A new spin on Japanese tradition
Koji has long been used in Japan to make soy sauce, sake, miso and other traditional foods. Now, this ancient fermented ingredient is trending on both sides of the Pacific as restaurant chefs and home cooks see it as a convenient source of flavour-boosting umami, which is often described as a sense of savouriness.
What is koji? According to A Dictionary of Japanese Food, it is “rice, barley or soybeans infected with the mold [kabi] called Aspergillus oryzae.” Porridge-like, koji comes in a variety of forms. Shio-koji is made with salt; shoyu-koji is made with soy sauce; ama-koji is a sweetened variety.
Koji can be purchased as a prepared product (check Japanese stores or online at shopmitsuwa.com) or you can purchase dried koji and ferment it yourself; instructions are online from various sources.
“It is a very old naturally fermented food, that’s gotten very popular in Japan in recent years as a natural source of umami as well as beneficial flora for your digestive system,” writes Makiko Itoh, a food writer and blogger, in an email sent from her home in Vaison-la-Romaine, France. “It’s great to use in marinades for meat, poultry or fish.”
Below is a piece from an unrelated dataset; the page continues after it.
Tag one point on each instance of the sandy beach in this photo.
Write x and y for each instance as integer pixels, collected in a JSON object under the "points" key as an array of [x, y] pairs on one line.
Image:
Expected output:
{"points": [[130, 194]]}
What does koji taste like? I tried both Kanekichi’s Kojiya brand salt and soy kojis. The salt koji looked like an offwhite lumpy sauce. The aroma was slightly briny, the taste more emphatically salty and bright — like the flavour equivalent of an exclamation point. The soy koji was smoother and had a salty, caramel-like flavour. It reminded me of a Chinese bean paste but with less obvious salt. Again, a very bright-tasting product.
Itoh uses salt koji to create a quick sauce made from canned tomatoes. The ingredient “enhances the umami in the tomatoes and gives the sauce a ‘meaty’ flavour without adding any meat,” she writes.